Um dia, apareceu um menino. Chamava-se Emanuel e tinha muito bom coração. Muitas vezes, quando passava pela mansão do velho, este menino condoía-se dos pássaros que via encerrados nas gaiolas, cujas sombras se insinuavam por entre as janelas. Por isso, Emanuel invadia muitas vezes o território do velho para libertar alguns prisioneiros. Naquele dia foi a vez dos canários.
Emanuel entrou, muito de fininho, para que ninguém se apercebesse da sua entrada, excepto os próprios que se iriam beneficiar da liberdade. Abriu a porta da gaiola. Imediatamente os canários esvoaçaram para o cimo de um armário que havia ali ao pé. Emanuel apontou-lhes um objecto esquisito e disse:
- Usem aquilo! Usem aquilo se querem ser livres!
Entretanto, o velho apareceu e deu uma sova valente em Emanuel. Mas este não se importou. Suportou valentemente as dores porque sabia que o seu sacrifício não seria em vão se tivesse conseguido salvar os canários. Depois, ambos saíram do quarto onde se encontravam.
Ora os canários não percebiam muito das coisas humanas. Eram demasiado vastas e grandiosas para as suas cabeças pequeninas. Mas conseguiram perceber as intenções benévolas de Emanuel quando este apontou para o objecto. Ora este objecto assustava os canários porque era rectangular como a sua gaiola original e brilhava com uma intensidade tal que cegava.
- Vamos! - disse um canário.
- Vamos onde? - replicou o segundo.
- O menino disse que, se queríamos ser livres, deveríamos usar aquele objecto!
- O quê? Acabaste de sair de uma gaiola e já te queres meter noutra?
- Mas... mas se fosse uma gaiola o menino não teria dito que...
- Se calhar ele apenas nos quer engaiolar, na vez do velho!
- Não acredito que alguém que se sacrificou tanto para nos libertar quisesse apenas engaiolar-nos de novo!
- Pois, mas de qualquer forma, que importa? Já estamos livres, não é?
- Será?
- Então, não vês? Olha só este lugar! Está cheio de coisas bonitas!

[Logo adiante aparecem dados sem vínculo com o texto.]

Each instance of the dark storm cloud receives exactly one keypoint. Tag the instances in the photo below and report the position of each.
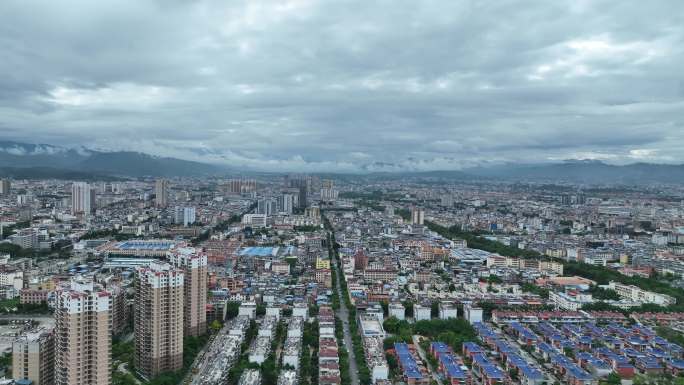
(322, 85)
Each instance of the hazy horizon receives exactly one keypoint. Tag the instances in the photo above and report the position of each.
(348, 86)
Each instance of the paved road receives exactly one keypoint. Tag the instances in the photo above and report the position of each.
(343, 313)
(423, 356)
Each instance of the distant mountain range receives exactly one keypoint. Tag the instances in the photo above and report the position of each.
(41, 158)
(24, 160)
(586, 171)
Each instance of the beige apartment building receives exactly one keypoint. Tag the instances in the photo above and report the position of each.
(33, 357)
(83, 335)
(158, 319)
(193, 262)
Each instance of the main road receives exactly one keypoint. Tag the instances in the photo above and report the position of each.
(343, 314)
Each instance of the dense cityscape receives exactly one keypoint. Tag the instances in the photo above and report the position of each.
(303, 279)
(347, 192)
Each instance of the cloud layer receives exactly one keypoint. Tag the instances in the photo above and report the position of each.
(348, 85)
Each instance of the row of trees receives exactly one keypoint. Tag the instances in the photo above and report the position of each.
(602, 275)
(308, 364)
(357, 342)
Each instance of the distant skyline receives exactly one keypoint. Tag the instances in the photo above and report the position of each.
(345, 86)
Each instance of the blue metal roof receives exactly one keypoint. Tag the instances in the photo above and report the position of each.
(452, 368)
(407, 362)
(440, 347)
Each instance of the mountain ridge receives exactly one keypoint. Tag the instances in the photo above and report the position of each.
(16, 155)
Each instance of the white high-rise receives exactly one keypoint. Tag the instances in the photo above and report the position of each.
(82, 198)
(83, 335)
(161, 191)
(184, 215)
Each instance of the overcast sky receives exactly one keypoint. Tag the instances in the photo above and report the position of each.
(341, 85)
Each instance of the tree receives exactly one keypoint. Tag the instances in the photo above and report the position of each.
(215, 326)
(613, 379)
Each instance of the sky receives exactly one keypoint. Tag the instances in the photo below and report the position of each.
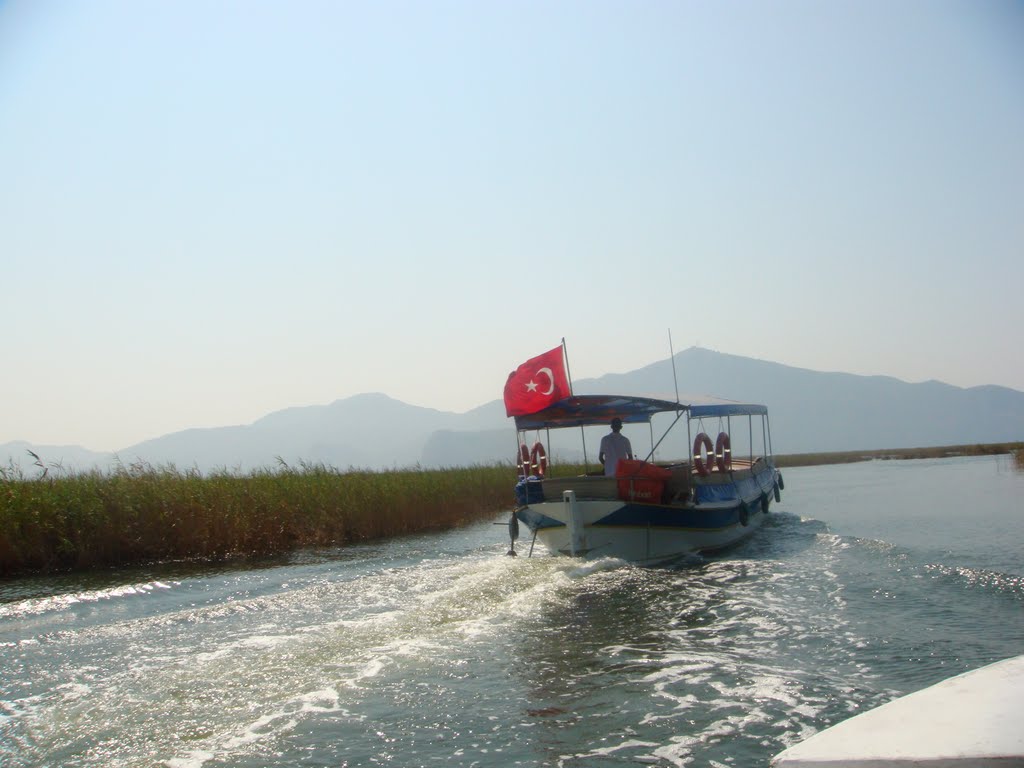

De facto, a casa do velho, embora sombria, tinha muitos móveis e bugigangas cuja riqueza dourada e púrpura seduzia qualquer um que se perdesse a contemplá-las. Sobre uma mesa havia uns chocolates. Disse o segundo canário:
- Vês? Até tem comida! E é a mais deliciosa que eu já comi! Agora que fomos libertados, podemos viver como reis! Agora esta mansão é nossa! Por que nos haveremos de arriscar a seguir umas instruções cujo resultado é incerto quando tudo isto está à nossa imediata disposição?
- Não sei... mas vou arriscar!
Dito isto, o primeiro canário voou rumo ao objecto estranho, enquanto o segundo permaneceu no topo da mesa. O canário que permaneceu em casa em breve acabou os chocolates e ficou demasiado gordo para voar. As coisas brilhantes e preciosas não lhe valeram. Em boa verdade, ele estava ainda preso, porque a mansão nada mais era do que uma grande gaiola. O velho viu-o e encerrou-o novamente numa gaiola pequena até ao fim dos seus dias.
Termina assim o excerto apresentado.